One day, he and his daughter built a summertime snowman while watching downhill skiers traverse Mount Hood. Less than 24 hours later, they spotted surfboarders catching the waves at Short Sands Beach. 

From the mountains of Ranier and St. Helens to rock formations to tide pools, the scenery was captivating. “Waterfalls and old-growth trees abound,” he said. “And the Columbia River Gorge is one of the greenest places I’ve ever been.”

At Bonneville Fish Hatchery, they saw 50- to 70-year-old sturgeon swimming in clear pools. While on a sunset walk along the Oregon coast to Haystock Rock, they saw tufted puffins.

In addition to these sights of nature, Drew made a few other interesting observations about the area and its people:

The food is amazing: The whole farm-to-table craze is nothing new for folks who live out that way. They may even be the ones who initiated it. “Camas, Wash., is a hidden food gem,” Drew said. “Even the fast food restaurants use all local ingredients.” Halibut fish and chips quickly became the family’s favorite meal. “Our eventual rule-of-thumb came to be, when in doubt, get the fish and chips.”

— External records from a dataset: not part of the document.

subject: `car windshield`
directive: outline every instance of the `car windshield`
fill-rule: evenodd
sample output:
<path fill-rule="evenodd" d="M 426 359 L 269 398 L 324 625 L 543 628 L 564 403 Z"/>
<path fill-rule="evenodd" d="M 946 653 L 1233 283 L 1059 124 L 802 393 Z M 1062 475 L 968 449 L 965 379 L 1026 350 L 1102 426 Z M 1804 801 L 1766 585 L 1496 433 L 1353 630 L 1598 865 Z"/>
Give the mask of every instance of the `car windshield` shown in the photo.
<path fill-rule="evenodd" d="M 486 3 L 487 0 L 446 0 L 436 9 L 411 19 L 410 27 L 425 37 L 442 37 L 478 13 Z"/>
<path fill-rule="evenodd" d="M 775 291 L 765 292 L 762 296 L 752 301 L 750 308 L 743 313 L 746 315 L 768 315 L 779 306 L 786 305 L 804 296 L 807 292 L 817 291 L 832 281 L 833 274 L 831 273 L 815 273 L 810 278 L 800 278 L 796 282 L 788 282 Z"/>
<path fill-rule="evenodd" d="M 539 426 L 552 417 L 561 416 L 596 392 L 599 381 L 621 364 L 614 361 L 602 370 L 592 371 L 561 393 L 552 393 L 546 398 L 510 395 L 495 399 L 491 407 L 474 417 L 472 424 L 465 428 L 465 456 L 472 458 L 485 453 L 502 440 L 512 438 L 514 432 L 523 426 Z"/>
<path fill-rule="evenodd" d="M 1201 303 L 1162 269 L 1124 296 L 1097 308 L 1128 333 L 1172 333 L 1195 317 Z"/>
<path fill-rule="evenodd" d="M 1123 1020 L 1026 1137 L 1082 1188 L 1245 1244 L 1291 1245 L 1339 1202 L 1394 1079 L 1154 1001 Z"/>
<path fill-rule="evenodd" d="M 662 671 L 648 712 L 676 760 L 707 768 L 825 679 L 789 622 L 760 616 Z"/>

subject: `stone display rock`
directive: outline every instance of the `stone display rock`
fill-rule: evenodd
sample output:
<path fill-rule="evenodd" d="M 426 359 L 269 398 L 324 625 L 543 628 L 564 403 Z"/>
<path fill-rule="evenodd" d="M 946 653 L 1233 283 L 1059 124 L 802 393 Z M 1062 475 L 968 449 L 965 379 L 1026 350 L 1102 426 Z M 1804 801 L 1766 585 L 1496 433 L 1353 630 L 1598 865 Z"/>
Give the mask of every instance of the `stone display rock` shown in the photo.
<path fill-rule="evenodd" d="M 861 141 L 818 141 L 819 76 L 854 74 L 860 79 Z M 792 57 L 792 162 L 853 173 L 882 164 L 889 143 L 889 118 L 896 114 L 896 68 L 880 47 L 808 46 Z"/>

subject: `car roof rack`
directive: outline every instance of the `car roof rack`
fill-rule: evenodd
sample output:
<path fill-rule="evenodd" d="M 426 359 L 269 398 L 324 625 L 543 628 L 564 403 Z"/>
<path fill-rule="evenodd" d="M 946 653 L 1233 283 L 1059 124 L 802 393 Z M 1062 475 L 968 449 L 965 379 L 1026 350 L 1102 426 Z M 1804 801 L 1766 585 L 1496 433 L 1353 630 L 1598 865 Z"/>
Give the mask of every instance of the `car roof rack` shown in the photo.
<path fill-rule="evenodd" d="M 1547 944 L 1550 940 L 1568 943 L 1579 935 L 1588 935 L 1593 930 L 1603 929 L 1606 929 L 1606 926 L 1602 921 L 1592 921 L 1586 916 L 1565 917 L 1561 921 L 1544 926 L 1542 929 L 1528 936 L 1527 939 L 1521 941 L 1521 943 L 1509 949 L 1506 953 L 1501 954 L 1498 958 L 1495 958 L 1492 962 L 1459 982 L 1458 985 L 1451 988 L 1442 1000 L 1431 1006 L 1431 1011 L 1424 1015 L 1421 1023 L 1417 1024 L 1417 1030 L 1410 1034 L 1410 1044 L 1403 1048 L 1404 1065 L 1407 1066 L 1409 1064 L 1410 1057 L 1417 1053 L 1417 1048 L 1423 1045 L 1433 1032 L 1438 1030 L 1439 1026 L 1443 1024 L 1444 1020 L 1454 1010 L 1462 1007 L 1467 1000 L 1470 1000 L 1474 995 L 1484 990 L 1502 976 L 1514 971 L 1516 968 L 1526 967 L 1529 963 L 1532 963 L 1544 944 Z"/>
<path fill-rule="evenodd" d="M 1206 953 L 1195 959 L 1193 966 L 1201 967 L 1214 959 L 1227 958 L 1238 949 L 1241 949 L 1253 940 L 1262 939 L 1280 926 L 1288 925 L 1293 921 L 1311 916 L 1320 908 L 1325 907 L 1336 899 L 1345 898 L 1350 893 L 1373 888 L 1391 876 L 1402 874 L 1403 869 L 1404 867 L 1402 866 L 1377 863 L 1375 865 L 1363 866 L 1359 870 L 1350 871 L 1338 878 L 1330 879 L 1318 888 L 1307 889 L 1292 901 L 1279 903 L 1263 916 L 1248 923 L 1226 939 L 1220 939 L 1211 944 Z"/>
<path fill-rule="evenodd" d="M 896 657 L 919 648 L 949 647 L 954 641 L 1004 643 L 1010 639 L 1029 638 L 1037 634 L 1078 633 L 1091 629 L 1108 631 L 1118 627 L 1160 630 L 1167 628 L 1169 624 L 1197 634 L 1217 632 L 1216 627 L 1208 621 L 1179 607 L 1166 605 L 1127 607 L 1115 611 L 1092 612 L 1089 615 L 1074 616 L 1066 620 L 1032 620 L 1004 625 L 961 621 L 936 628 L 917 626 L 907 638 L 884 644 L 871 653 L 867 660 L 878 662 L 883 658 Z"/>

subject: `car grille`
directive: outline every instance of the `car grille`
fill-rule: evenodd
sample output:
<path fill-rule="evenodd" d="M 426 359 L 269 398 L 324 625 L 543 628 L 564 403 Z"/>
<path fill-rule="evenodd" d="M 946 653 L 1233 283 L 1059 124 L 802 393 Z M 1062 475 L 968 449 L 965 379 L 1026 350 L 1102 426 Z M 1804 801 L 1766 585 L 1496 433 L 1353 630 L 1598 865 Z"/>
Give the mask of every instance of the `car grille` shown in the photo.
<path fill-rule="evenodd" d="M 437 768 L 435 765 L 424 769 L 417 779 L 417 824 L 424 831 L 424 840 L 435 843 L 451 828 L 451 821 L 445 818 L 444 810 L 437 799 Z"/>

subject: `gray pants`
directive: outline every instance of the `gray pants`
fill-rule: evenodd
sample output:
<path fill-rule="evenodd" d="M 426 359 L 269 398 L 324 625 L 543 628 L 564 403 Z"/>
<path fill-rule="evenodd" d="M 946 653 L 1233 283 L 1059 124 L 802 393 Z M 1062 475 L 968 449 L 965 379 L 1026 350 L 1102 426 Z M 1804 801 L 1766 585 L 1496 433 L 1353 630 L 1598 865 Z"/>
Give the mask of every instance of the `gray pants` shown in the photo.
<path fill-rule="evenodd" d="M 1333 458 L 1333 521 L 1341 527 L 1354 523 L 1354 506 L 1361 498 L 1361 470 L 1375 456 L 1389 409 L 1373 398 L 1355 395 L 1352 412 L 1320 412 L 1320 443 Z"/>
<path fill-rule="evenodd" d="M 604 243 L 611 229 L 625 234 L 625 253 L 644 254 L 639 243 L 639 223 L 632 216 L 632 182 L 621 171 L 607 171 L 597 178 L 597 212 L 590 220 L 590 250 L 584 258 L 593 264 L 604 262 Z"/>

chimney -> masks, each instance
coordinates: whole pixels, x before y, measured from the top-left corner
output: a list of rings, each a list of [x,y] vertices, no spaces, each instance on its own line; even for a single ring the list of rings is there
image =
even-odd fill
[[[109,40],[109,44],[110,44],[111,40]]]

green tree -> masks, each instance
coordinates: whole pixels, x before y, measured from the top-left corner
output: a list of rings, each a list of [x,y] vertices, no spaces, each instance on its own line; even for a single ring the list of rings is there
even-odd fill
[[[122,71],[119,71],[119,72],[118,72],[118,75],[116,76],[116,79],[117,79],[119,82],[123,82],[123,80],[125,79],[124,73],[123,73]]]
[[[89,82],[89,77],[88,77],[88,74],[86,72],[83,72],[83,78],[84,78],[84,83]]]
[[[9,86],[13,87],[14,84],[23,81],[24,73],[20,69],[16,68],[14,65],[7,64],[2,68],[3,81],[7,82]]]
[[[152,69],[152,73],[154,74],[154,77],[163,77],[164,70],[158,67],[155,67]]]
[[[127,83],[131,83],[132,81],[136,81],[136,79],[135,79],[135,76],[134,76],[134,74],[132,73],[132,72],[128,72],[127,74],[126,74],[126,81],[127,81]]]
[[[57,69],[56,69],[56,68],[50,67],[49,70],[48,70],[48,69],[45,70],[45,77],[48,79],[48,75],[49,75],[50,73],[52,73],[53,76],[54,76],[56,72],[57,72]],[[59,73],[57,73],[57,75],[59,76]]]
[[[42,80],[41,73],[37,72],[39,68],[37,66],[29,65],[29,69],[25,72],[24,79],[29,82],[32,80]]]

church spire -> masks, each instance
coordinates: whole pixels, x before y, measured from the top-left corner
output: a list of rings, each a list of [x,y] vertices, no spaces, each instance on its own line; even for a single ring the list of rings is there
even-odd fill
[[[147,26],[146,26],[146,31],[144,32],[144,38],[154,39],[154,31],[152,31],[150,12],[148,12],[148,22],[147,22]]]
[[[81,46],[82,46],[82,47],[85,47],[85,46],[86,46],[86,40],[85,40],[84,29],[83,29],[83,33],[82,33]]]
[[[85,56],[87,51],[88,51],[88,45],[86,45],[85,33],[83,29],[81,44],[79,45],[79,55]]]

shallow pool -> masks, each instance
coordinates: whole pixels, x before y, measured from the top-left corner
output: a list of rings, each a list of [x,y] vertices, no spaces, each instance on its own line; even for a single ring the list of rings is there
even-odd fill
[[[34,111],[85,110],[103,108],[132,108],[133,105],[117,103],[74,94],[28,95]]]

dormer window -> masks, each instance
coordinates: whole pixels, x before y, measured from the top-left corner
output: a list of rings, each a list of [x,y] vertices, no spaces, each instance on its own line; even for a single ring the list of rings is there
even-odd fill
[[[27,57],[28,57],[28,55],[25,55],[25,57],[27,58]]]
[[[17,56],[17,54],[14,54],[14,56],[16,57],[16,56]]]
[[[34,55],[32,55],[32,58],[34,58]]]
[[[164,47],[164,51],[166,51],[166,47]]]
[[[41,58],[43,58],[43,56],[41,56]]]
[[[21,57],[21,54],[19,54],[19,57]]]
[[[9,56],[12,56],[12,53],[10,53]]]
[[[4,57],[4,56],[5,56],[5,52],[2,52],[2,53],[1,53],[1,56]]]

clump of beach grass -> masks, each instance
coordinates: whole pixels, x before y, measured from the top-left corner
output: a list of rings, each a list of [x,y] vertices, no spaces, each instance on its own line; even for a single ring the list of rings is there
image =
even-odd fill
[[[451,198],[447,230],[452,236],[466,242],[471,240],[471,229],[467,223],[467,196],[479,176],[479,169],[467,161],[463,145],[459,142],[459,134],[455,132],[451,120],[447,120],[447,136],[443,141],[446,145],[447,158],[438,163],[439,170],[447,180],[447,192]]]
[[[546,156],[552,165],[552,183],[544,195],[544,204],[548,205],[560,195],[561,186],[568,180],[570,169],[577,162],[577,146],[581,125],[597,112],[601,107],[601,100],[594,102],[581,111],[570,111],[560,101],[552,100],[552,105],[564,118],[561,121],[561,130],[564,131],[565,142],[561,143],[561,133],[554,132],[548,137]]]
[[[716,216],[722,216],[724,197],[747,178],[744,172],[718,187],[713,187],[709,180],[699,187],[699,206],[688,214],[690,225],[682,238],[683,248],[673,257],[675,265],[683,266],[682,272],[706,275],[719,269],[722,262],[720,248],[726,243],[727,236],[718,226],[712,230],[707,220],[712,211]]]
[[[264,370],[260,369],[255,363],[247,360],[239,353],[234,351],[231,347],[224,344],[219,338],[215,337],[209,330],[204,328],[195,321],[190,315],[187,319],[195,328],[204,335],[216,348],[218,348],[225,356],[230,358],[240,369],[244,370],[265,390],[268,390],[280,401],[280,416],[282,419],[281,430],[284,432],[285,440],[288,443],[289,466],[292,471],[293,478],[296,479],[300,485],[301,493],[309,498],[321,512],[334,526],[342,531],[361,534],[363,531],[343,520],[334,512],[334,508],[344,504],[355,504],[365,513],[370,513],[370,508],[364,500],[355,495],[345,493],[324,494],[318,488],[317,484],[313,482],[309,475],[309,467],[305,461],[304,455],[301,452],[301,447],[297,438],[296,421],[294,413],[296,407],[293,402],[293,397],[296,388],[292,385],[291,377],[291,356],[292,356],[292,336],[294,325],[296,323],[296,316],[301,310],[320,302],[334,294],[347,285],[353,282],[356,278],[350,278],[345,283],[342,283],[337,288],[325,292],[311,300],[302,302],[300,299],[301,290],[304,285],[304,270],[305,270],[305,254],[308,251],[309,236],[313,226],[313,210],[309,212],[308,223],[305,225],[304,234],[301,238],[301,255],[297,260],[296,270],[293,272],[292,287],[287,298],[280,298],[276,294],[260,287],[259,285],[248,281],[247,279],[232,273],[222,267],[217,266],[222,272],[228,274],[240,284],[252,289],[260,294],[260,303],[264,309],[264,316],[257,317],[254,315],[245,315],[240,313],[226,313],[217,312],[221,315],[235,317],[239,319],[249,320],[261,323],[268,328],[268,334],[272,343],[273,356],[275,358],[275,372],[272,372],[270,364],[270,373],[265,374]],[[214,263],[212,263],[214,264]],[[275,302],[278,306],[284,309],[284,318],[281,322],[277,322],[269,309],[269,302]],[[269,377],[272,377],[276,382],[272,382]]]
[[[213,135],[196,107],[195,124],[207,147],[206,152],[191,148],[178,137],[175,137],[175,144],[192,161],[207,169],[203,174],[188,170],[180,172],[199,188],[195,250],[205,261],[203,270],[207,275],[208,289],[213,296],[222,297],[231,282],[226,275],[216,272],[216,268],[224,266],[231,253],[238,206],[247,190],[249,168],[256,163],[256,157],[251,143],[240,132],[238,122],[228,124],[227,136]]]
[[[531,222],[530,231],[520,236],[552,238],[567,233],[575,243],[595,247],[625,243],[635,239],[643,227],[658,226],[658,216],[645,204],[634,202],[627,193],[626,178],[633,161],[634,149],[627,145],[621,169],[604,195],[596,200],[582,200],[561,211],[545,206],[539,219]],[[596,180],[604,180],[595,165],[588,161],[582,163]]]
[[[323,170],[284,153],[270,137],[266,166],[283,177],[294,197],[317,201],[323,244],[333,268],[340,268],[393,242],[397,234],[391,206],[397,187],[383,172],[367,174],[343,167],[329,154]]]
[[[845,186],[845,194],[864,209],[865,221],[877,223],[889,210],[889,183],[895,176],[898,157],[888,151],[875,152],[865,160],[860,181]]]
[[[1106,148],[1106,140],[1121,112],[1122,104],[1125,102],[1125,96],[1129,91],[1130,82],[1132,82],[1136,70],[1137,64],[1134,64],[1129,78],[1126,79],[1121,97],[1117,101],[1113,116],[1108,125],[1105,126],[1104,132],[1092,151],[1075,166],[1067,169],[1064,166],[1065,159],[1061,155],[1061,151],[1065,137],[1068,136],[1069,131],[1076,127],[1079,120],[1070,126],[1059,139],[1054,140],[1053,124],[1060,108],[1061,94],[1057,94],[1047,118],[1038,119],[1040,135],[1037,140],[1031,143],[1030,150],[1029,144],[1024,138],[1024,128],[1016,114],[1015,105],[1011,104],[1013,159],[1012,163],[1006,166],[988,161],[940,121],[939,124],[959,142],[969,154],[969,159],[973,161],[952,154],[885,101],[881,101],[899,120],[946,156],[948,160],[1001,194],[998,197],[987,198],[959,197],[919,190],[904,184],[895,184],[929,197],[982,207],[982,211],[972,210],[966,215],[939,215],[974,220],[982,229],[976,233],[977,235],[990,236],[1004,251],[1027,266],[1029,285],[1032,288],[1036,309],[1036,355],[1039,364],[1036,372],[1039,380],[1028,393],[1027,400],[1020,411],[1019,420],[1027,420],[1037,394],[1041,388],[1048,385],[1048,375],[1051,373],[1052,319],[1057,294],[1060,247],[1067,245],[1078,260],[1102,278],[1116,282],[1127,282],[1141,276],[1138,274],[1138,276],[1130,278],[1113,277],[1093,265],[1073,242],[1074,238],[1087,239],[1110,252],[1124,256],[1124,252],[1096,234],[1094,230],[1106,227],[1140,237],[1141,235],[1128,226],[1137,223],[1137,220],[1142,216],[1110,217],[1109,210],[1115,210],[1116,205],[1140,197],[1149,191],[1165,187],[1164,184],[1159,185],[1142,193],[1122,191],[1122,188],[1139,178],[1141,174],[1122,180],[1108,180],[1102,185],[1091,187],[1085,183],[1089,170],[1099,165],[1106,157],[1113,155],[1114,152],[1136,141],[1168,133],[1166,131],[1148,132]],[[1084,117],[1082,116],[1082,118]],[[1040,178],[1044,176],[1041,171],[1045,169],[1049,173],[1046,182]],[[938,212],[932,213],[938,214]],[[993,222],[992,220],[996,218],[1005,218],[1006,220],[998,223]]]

Tax is included in the price: In grocery stores or gift shops, the price tag says it all. No additional costs at the register. It’s even that way in restaurants. “The price on the menu is the price of the item,” Drew said. It’s a concept he considers “refreshing,” even though the potential to hide a tax is possible. “If a tax increase occurs, the customer won’t see it on the receipt,” he said.

Homelessness is a serious problem in the area: Drew had seen documentaries about it, but had never experienced such a large number of visibly homeless people. “Tent cities are almost everywhere you look,” he said. It created quite a contrasting scene — busy downtown business districts with campgrounds in the middle of them. Drew doesn’t know what the solution is and he isn’t making a political statement. “It’s just hard to miss.”

Gas stations are full-service: The first time he stopped for gas, Drew got out of the car as he usually does with credit card in hand. An employee immediately arrived to take over, but Drew tried to wave him off. The guy insisted. “This is Oregon,” he said. “All gas stations are full-service.” Drew handed over the card and stood back, watching as the employee assisted customers at three other pumps, before returning to finish with him and provide a receipt. The next time the family stopped for gas, Drew knew what to do. “I rolled down the window, and stayed in the car,” he said. “I imagine Oregonians enjoy this a lot in the winter.”

Everyone has a dog: “Not everyone, of course, but almost everyone,” Drew said. “I guess 70 percent of the Oregonians we saw did.” As a result, the area boasts dog-friendly restaurants and stores. “It may be why so many of the residents are fit,” Drew reasoned. “Because they’re always walking their dogs!”

Hipsters are wearing baggy pants: “I’ve always been told that fashion trends come from the West Coast and move east,” Drew said. “If our small view of Portland was any indication, get ready for a relaxed pant look.” 

Portland is weird (and that’s how they want to stay): Road signs, refrigerator magnets, T-shirts and more declare “Keep Portland Weird.” There’s even a website dedicated to that goal — keepportlandweird.com. Usually when traveling, it’s Drew’s Southern accent that makes him stand out, but in Portland it was his lack of weirdness. “My lack of funk and tattoos,” he said. “Not being a hipster.” It did make him wonder though, “If everyone is weird, isn’t weird normal?” That is why Drew believes that, in maintaining his usual conservative style, he was doing his own part to “keep Portland weird.” 

It’s a logical point — in a weird kind of way.